1426, im vierten Jahr der Indiktion, im 9. Regierungsjahr Papst
Martins V. "des mandes den man nennet zu dutschem den Augste uff den zweyten
tag" erschien zur Zeit der Sext im Chor der Pfarrkirche zu Kreuznach
(Crutzenach) vor dem unterzeichneten Notar und den genannten Zeugen Johann
Graf zu Sp. und ließ durch seinen Schreiber Johann von Dienstweiler
(Dyntzwilr) einen Spruch verlesen, den ihm Friedrich Graf zu Leiningen
(Lynyngen) besiegelt geschickt hatte; darin urteilt dieser als von Ludwig,
Pfalzgrafen bei Rhein, oberstem Truchsessen des Heiligen Römischen Reiches
und Herzog in Bayern (Beyern) und Johann Graf zu Sp. im Burgfrieden zu
Kreuznach bestimmter Obmann zum Austrag von Streitigkeiten; Anfang und Ende
dieser Urkunde vom 19.06.1426 sind inseriert (1). Nach Verlesung des
Spruches trat der Graf vor den Altar im Chor der Kirche. Jakob von Lachen
forderte in seinem Namen den Pfarrer Johann Bleyche auf, dem Grafen die
Reliquien zu leihen und zu reichen. Als das geschehen war, verlas Johann von
Dienstweiler einen in der erwähnten Urkunde enthaltenen Spruch vom
14.02.1426; dieser ist inseriert (2). Danach fragte er den Grafen, ob er
diesem Spruch nachkommen wolle. Auf dessen Zustimmung hin forderte Johann
den Grafen auf, die Hände zu waschen, vor den Reliquien niederzuknien und
die Hände darauf zu legen. Anschließend sprach Johann den Eid vor, den der
Graf nachsprach. Er schwor entsprechend dem von Cuno von Pyrmont (Pirmond)
und Johann Schönburg (Schonen-) [von Ehrenburg] gefällten und von Friedrich
Grafen zu Leiningen als Obmann gebilligten Spruch und entsprechend der von
Graf Friedrich ausgestellten Urkunde, daß andere oder ihm verwandte
(gesippte) Leute 30 000 Gulden auf einen der drei Teile an Kreuznach ohne
die Lehen leihen wollten; dies geschehe ohne böse Nebenabsicht entsprechend
dem Artikel des Burgfriedens, so wahr ihm Gott und die Heiligen hülfen.

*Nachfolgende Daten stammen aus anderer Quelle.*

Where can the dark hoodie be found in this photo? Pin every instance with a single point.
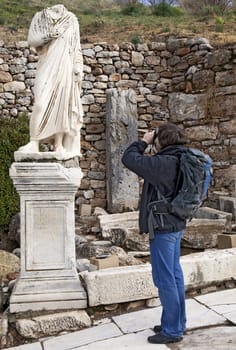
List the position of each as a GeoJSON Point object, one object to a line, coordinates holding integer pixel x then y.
{"type": "Point", "coordinates": [160, 170]}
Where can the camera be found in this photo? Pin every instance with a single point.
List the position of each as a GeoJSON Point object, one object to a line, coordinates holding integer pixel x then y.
{"type": "Point", "coordinates": [154, 136]}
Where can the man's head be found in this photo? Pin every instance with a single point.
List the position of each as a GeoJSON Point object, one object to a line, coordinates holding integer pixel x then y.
{"type": "Point", "coordinates": [170, 134]}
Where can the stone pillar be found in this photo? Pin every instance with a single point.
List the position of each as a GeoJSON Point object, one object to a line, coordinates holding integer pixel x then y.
{"type": "Point", "coordinates": [121, 130]}
{"type": "Point", "coordinates": [48, 278]}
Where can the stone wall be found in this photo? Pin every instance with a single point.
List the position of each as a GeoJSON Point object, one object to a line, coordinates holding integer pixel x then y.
{"type": "Point", "coordinates": [185, 81]}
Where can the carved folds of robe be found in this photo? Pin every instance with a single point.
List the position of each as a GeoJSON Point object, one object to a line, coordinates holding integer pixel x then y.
{"type": "Point", "coordinates": [57, 108]}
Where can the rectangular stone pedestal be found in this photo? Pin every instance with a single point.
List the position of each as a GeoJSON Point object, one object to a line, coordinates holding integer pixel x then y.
{"type": "Point", "coordinates": [48, 278]}
{"type": "Point", "coordinates": [227, 241]}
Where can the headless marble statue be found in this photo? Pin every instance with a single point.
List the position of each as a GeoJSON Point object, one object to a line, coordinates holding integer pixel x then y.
{"type": "Point", "coordinates": [57, 114]}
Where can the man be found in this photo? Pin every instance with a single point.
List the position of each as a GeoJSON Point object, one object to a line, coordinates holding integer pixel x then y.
{"type": "Point", "coordinates": [160, 174]}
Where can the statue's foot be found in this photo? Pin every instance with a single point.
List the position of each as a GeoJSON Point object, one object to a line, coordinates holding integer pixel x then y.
{"type": "Point", "coordinates": [31, 147]}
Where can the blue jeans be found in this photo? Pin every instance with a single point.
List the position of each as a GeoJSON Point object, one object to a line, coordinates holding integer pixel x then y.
{"type": "Point", "coordinates": [168, 278]}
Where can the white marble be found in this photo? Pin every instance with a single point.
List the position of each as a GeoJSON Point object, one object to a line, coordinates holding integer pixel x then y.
{"type": "Point", "coordinates": [133, 341]}
{"type": "Point", "coordinates": [217, 338]}
{"type": "Point", "coordinates": [223, 302]}
{"type": "Point", "coordinates": [138, 320]}
{"type": "Point", "coordinates": [57, 114]}
{"type": "Point", "coordinates": [84, 337]}
{"type": "Point", "coordinates": [48, 277]}
{"type": "Point", "coordinates": [33, 346]}
{"type": "Point", "coordinates": [197, 315]}
{"type": "Point", "coordinates": [200, 315]}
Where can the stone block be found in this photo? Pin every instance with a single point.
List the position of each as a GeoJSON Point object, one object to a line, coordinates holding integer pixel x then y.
{"type": "Point", "coordinates": [129, 283]}
{"type": "Point", "coordinates": [227, 241]}
{"type": "Point", "coordinates": [212, 213]}
{"type": "Point", "coordinates": [105, 262]}
{"type": "Point", "coordinates": [121, 129]}
{"type": "Point", "coordinates": [228, 204]}
{"type": "Point", "coordinates": [202, 269]}
{"type": "Point", "coordinates": [47, 325]}
{"type": "Point", "coordinates": [120, 284]}
{"type": "Point", "coordinates": [85, 210]}
{"type": "Point", "coordinates": [203, 233]}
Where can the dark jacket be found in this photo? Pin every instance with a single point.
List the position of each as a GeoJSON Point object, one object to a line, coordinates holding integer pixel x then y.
{"type": "Point", "coordinates": [160, 170]}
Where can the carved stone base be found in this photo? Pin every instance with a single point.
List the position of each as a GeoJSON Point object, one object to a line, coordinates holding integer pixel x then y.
{"type": "Point", "coordinates": [47, 294]}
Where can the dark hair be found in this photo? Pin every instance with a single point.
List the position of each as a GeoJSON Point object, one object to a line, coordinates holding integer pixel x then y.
{"type": "Point", "coordinates": [171, 134]}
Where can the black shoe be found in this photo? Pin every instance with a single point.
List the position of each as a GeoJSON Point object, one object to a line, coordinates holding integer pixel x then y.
{"type": "Point", "coordinates": [163, 339]}
{"type": "Point", "coordinates": [157, 329]}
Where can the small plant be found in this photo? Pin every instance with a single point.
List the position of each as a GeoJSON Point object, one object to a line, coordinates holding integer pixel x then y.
{"type": "Point", "coordinates": [165, 10]}
{"type": "Point", "coordinates": [134, 10]}
{"type": "Point", "coordinates": [13, 134]}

Danach fragte Johann von Dienstweiler die Umstehenden, nämlich Stephan
Pfalzgrafen bei Rhein und Herzog in Bayern, Friedrich Grafen zu Veldenz
(Veldentze), Ludwig Herrn zu Lichtenberg (Liechten-), den Ritter Johann
Brömser von Rüdesheim (Rudeß-), die Junker Rorich von Merxheim, Gerlach Kolb
von Boppard (Boparten), Walram von Koppenstein (Coppesteyn) und andere, ob
der Graf genug getan habe und die Finger herabnehmen könne. Nachdem viele ja
gesagt hatten, forderte Johann den Grafen zum Aufstehen auf. Anwesend war
dabei auch Ludwig Pfalzgraf bei Rhein, des Heiligen Römischen Reiches
Erztruchseß und Herzog in Bayern. Im Namen des Grafen Johann forderte Johann
von Dienstweiler den Notar auf, darüber ein Instrument anzufertigen. Zeugen:
Stephan Pfalzgraf bei Rhein und Herzog in Bayern, Philipp Graf zu Nassau
(-auwe) und Saarbrücken (Sarbrucken), Friedrich Graf zu Veldenz, Ludwig Herr
zu Lichtenberg sowie im Namen des Erzbischofs Konrad von Mainz (Mentze)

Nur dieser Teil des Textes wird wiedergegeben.